Un elemento centrale dello studio riguarda proprio la complessità delle terapie precedenti. I partecipanti assumevano tra due e undici pillole al giorno per il trattamento dell’HIV; circa il 40% assumeva antiretrovirali più di una volta al giorno. A ciò si aggiungeva la presenza di altre patologie croniche: molti pazienti soffrivano di malattie cardiovascolari o renali e la maggior parte aveva già sviluppato resistenze a precedenti trattamenti.
In questo contesto, la possibilità di semplificare la terapia a una sola compressa quotidiana rappresenta un potenziale cambio di paradigma, soprattutto per i cosiddetti “long-term survivors”, ossia le persone che convivono con l’HIV da molti anni e che oggi, grazie ai progressi terapeutici, stanno invecchiando.
Sul piano della sicurezza, lo studio non ha evidenziato segnali di allarme significativi né nuovi problemi clinici. Al contrario, molti partecipanti hanno registrato una riduzione degli effetti collaterali legati ai lipidi, come l’aumento del colesterolo.
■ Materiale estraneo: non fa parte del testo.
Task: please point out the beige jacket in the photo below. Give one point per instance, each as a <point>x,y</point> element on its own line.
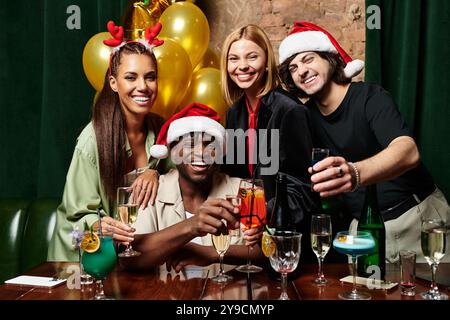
<point>169,210</point>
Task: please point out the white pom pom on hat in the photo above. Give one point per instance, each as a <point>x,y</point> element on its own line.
<point>195,117</point>
<point>306,36</point>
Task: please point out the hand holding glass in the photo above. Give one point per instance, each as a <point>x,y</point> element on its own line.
<point>321,242</point>
<point>127,211</point>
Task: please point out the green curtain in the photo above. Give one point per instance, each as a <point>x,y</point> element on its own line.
<point>409,56</point>
<point>45,98</point>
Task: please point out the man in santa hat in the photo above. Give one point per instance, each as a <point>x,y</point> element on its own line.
<point>367,137</point>
<point>190,205</point>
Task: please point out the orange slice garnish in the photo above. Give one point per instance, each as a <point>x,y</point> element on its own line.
<point>268,246</point>
<point>90,242</point>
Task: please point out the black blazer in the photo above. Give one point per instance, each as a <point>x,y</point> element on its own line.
<point>277,111</point>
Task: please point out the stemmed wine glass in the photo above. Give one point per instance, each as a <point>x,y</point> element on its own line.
<point>354,244</point>
<point>127,211</point>
<point>253,213</point>
<point>100,263</point>
<point>222,241</point>
<point>284,255</point>
<point>433,238</point>
<point>321,242</point>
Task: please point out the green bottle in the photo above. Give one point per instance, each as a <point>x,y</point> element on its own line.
<point>372,221</point>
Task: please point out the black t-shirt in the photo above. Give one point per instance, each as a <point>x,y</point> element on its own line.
<point>365,123</point>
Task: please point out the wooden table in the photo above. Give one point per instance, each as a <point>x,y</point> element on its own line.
<point>195,284</point>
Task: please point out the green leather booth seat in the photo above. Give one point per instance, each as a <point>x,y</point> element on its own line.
<point>26,227</point>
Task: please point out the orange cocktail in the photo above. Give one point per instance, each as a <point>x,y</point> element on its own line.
<point>253,208</point>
Un dato non secondario, considerando che il rischio cardiovascolare rappresenta una delle principali preoccupazioni nella popolazione HIV positiva in età avanzata.
Un altro aspetto rilevante è l’aderenza terapeutica. I partecipanti hanno riferito che la nuova opzione terapeutica è risultata più semplice e comoda da assumere. La semplificazione del regime può infatti favorire una maggiore costanza nell’assunzione quotidiana dei farmaci, elemento cruciale per mantenere la soppressione virale e prevenire lo sviluppo di nuove resistenze.
Gli autori sottolineano come questo approccio possa essere particolarmente vantaggioso per gli adulti più anziani, per chi ha una storia di resistenza ai trattamenti e per coloro che assumono già altri farmaci per patologie legate all’età.
Ulteriori studi clinici sono attualmente in corso per confermare la sicurezza e l’efficacia a lungo termine della combinazione BIC/LEN. I risultati saranno presentati ufficialmente alla Conference on Retroviruses and Opportunistic Infections (CROI) 2026, in programma a Denver il 25 febbraio.
Se confermati nel lungo periodo, questi dati potrebbero segnare una nuova fase nella gestione dell’HIV: meno pillole, stessa efficacia, migliore qualità di vita. Una trasformazione silenziosa ma potenzialmente epocale per milioni di persone nel mondo.